Beacon Lesson Plan Library

Out of This World (Language Arts)

Candace Parker
Bay District Schools


Groups of students research the planets of our Solar System and create a guidebook for travel through the Solar System.


The student produces final documents that have been edited for-correct spelling-correct use of punctuation, including commas in series, dates, and addresses, and beginning and ending quotation marks-correct paragraph indentation -correct usage of subject/verb agreement, verb and noun forms, and sentence structure and -correct formatting according to instruction.

The student uses electronic technology, including word-processing software and electronic encyclopedias, to create, revise, retrieve, and verify information.

The student knows that the planets differ in size, characteristics, and composition and that they orbit the Sun in our Solar System.


-Examples of printed travel guidebooks
-Electronic encyclopedias
-Books about the planets of our Solar System (personal collection or media center)
-Multimedia workstations with the access to the Internet
-Word processing or Publishing software
-Planet Fact Sheets (See attached file)
-Booklet Scoring Rubric (See attached file)
-A picture of the Solar System showing the sun and the nine planets


1. Locate a picture of the Solar System for display in the classroom.
2. Obtain a variety of travel guidebooks for use as examples.
3. Check out books about the Solar System from the school media center.
4. Research possible Web sites such as the ones listed in this lesson for student use.
5. Become familiar with a word processing software and a publishing software such as Microsoft Word or Publisher.
6. Prepare and make copies of the Solar System Fact Sheet.
7. Prepare and make copies of the Booklet Scoring Rubic. (See attached file.)


Before beginning this lesson, students should have studied about the planets and solar system. This lesson should be used to extend and to reinforce student knowledge of the solar system.
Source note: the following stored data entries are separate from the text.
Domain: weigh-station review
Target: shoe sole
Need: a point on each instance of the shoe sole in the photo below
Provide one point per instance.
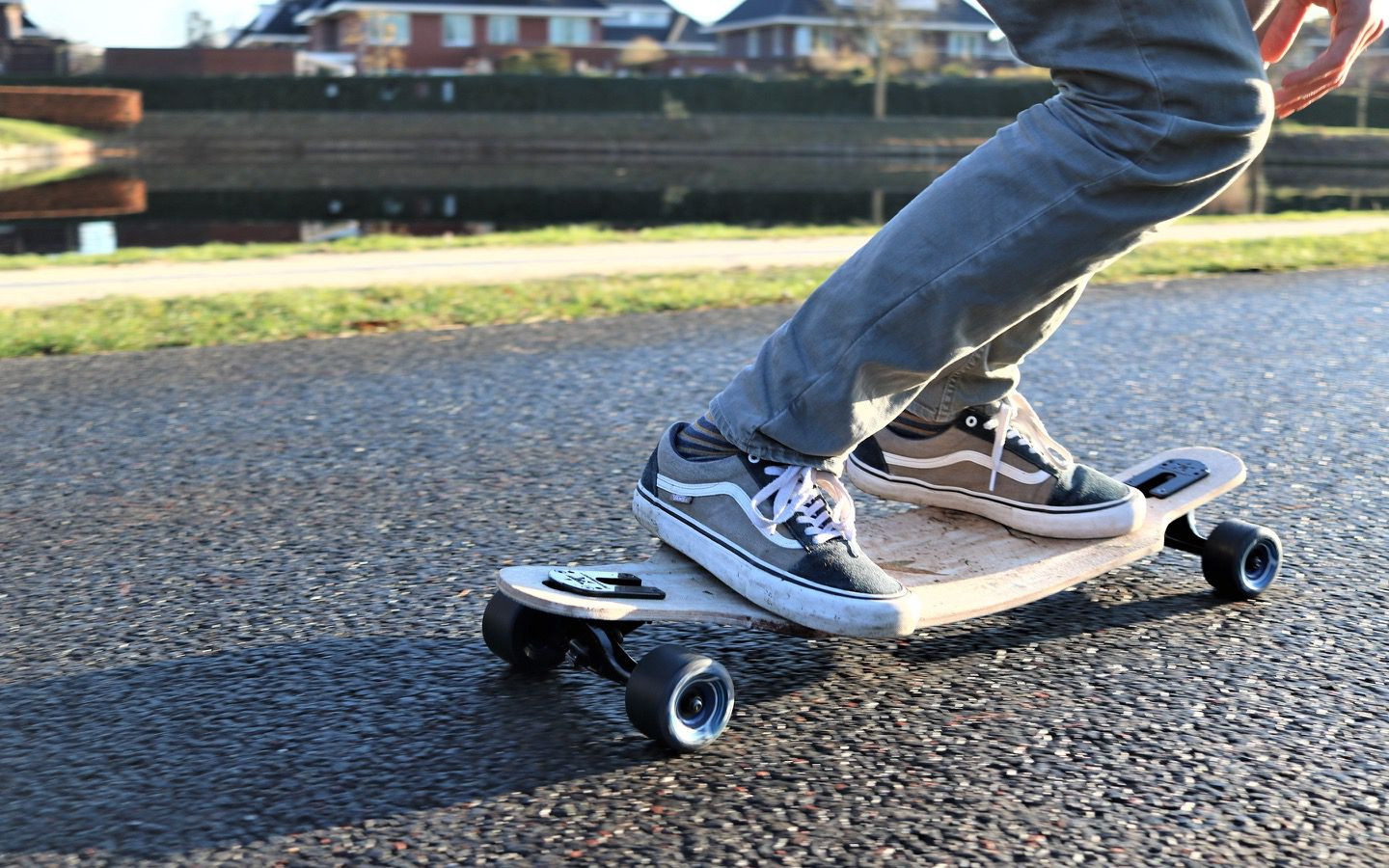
(821, 610)
(1101, 523)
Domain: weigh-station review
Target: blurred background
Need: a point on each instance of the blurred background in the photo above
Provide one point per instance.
(179, 122)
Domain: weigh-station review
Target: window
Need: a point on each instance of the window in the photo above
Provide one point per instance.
(388, 29)
(504, 29)
(965, 44)
(457, 31)
(570, 32)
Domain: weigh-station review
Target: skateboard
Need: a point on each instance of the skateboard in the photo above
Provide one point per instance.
(960, 567)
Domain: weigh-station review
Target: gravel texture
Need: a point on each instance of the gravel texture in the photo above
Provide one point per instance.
(240, 595)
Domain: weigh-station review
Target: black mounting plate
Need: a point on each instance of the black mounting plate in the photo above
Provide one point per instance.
(603, 583)
(1168, 476)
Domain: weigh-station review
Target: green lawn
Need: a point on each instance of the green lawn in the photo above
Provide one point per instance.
(31, 132)
(583, 233)
(142, 324)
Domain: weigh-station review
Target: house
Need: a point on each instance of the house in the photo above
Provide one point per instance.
(454, 35)
(789, 35)
(25, 49)
(653, 27)
(275, 25)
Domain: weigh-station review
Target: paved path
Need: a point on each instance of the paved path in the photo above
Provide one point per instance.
(240, 593)
(505, 264)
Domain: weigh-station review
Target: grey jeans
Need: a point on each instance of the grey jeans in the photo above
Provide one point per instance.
(1161, 104)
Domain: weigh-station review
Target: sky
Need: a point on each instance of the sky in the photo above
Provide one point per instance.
(157, 24)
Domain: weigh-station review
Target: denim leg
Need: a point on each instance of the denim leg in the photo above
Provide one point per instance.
(1160, 107)
(992, 371)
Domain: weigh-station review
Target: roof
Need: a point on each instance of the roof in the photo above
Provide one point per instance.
(751, 13)
(327, 7)
(277, 21)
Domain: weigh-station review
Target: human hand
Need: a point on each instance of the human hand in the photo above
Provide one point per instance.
(1354, 24)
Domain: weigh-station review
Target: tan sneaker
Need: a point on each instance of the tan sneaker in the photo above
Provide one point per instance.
(1001, 464)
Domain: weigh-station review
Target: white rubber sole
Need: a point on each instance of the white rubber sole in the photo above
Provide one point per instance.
(830, 612)
(1059, 523)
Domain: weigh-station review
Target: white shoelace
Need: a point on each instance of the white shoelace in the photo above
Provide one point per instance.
(1017, 417)
(796, 493)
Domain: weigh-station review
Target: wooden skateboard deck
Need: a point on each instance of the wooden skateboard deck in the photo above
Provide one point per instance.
(960, 565)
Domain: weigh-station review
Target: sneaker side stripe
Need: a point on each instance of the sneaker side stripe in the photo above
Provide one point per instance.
(710, 489)
(1016, 504)
(742, 553)
(971, 457)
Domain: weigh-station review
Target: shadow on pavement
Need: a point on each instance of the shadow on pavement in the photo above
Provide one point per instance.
(250, 744)
(1056, 617)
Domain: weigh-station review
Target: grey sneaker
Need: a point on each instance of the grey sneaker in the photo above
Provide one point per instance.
(769, 532)
(1000, 464)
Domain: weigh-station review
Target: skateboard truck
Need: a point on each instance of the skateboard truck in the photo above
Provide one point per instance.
(603, 583)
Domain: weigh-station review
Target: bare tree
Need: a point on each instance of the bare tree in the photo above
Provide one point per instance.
(884, 34)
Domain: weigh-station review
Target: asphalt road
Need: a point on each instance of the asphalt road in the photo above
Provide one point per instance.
(62, 285)
(240, 595)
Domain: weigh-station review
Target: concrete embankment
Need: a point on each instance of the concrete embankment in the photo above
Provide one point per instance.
(439, 135)
(344, 136)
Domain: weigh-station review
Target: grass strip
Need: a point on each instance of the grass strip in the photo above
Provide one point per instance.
(144, 324)
(549, 236)
(14, 131)
(565, 235)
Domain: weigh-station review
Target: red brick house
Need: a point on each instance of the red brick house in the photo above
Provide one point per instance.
(453, 35)
(788, 35)
(25, 49)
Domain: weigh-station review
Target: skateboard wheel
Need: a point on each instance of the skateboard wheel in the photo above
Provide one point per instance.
(679, 699)
(530, 640)
(1240, 560)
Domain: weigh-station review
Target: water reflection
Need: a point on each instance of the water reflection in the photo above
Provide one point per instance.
(160, 204)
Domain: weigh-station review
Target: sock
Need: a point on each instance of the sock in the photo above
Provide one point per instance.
(912, 426)
(700, 441)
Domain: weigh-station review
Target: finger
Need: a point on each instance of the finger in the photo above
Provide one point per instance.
(1290, 101)
(1331, 63)
(1281, 31)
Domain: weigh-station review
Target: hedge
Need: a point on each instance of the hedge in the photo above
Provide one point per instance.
(526, 94)
(571, 94)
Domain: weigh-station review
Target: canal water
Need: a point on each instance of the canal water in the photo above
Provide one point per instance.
(160, 204)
1. Display in the classroom a picture of the solar system showing the sun and the nine planets so that students can refer to it throughout the lesson.
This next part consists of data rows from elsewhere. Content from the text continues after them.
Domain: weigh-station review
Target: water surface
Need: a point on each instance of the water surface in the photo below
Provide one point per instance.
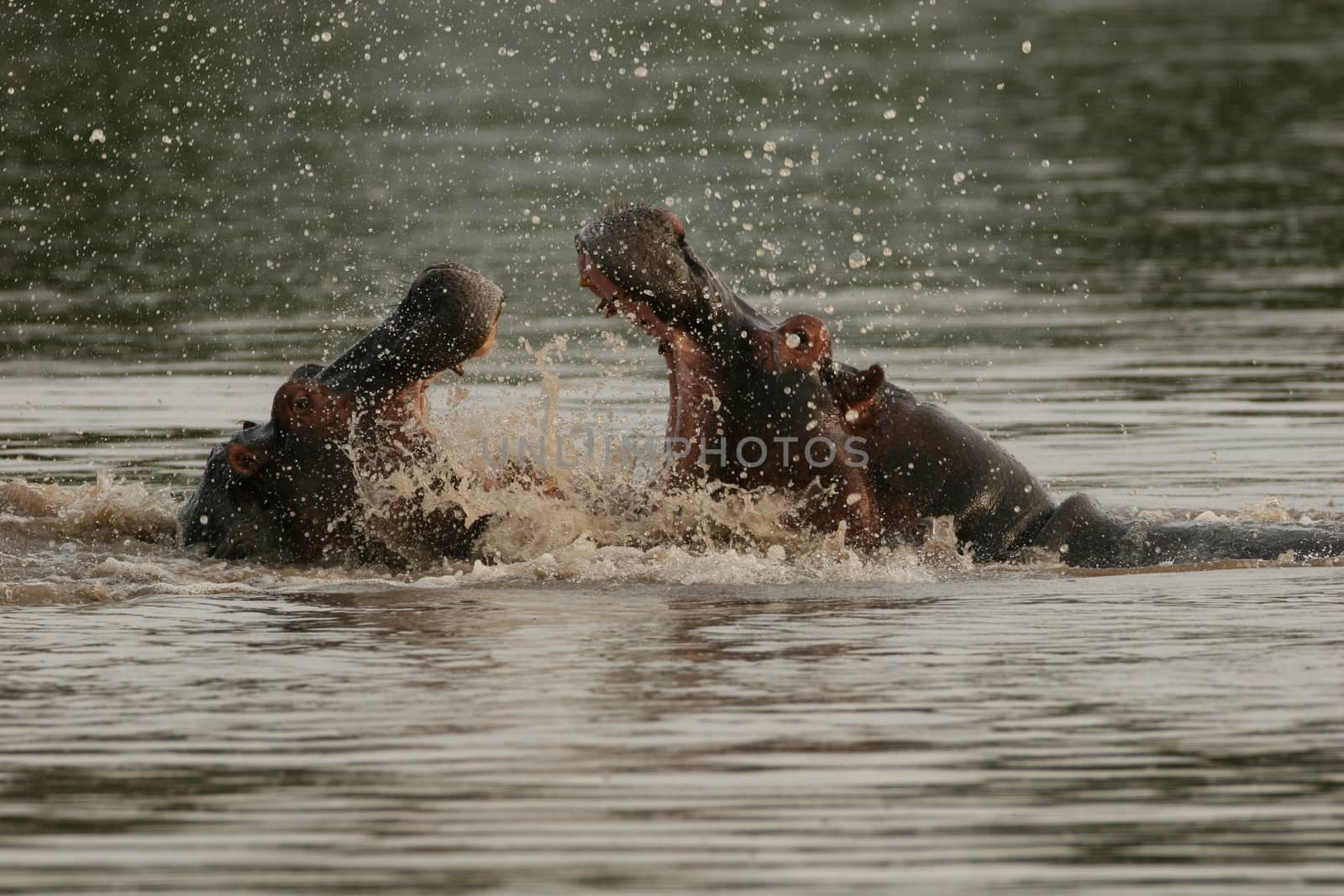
(1119, 251)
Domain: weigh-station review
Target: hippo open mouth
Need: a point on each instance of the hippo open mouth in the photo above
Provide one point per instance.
(749, 402)
(288, 488)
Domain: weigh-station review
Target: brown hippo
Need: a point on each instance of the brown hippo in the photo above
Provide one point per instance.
(288, 488)
(759, 405)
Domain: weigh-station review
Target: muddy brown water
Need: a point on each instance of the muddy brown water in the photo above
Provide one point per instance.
(197, 201)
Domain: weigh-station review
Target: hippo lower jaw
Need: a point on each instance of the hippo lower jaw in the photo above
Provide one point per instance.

2. Distribute a variety of travel brochures and guidebooks for students to browse through as the lesson is introduced.

3. Begin the lesson by telling students that suppose they just found out that it is now possible to go sightseeing in space. As students look through the examples of guidebooks, tell them that they have been selected to work in groups to design a travel guidebooks of the nine planets and sun of the solar system. Explain that these guidebooks will be used to advertise a trip that will be Out of This World!
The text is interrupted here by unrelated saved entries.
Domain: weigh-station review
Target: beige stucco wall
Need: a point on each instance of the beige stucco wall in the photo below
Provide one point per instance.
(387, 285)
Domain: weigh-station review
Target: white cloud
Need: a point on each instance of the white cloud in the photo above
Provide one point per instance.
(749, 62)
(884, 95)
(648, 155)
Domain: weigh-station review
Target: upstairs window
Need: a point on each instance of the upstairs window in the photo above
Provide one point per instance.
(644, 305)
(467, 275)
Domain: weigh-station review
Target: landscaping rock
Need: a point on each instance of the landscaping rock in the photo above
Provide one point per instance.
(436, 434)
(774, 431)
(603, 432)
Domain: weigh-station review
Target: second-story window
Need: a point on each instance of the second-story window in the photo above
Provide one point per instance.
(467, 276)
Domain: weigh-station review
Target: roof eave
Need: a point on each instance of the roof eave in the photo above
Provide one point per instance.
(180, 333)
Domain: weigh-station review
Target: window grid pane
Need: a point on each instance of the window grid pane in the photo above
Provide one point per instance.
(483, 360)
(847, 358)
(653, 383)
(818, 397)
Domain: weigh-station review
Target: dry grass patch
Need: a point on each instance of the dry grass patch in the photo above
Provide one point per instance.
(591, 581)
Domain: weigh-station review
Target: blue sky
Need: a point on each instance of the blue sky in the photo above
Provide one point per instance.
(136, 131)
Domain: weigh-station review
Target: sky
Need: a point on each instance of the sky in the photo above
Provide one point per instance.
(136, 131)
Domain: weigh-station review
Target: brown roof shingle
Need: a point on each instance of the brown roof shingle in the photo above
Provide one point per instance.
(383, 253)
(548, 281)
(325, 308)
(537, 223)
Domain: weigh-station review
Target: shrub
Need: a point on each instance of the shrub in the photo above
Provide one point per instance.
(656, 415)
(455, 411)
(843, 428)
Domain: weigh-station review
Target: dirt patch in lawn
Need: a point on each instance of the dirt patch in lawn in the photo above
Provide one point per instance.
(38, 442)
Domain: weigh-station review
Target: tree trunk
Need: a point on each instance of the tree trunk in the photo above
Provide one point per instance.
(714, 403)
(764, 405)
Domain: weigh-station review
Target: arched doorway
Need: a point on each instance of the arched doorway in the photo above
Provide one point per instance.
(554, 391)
4. Organize students into groups of five students. Tell each group that they are to design a solar system travel guidebook to share with the class. Each student in the group should decide on two different planets or the sun to research.

5. Give each student two fact sheet forms to complete. (See attached file.) Tell them to research their planets using books from the school media center, electronic encyclopedias such as Microsoft Encarta, or the Internet (such as those Web sites included in this lesson). This information should be recorded on their fact sheets.

6. After students have completed their fact sheets, tell them that they are to design a travel guidebook page for each planet and the sun using their completed fact sheets. Each group should put their pages together into a booklet format with a title page and a table of contents.

7. Review the use of a word processing software such as Microsoft Word and a publishing software such as Microsoft Publisher. Tell students that they should use one of these software programs to display their information from the solar system fact sheets.

8. Give each group a Booklet Scoring Rubic for students to use as a guide for this activity.

9. Each group should present their Solar System Travel Guidebook to the class.

10. Teacher will evaluate activity. (See Assessment.)


The assessment is product based. Each booklet should be scored using the Booklet Scoring Rubic. The criteria is: A = 12/12; B = 11/12; C = 10/12; D = 9/12; F = 8/12 or below


Students with learning disabilities or varying learner styles should be placed with regular class students when forming groups.

The Magic School Bus, the Solar System, produced by Microsoft could be used by groups who finished their guidebooks.

As a language activity, students could be asked to pretend that they are taking a Solar System trip and should record a journal of their imaginary experiences.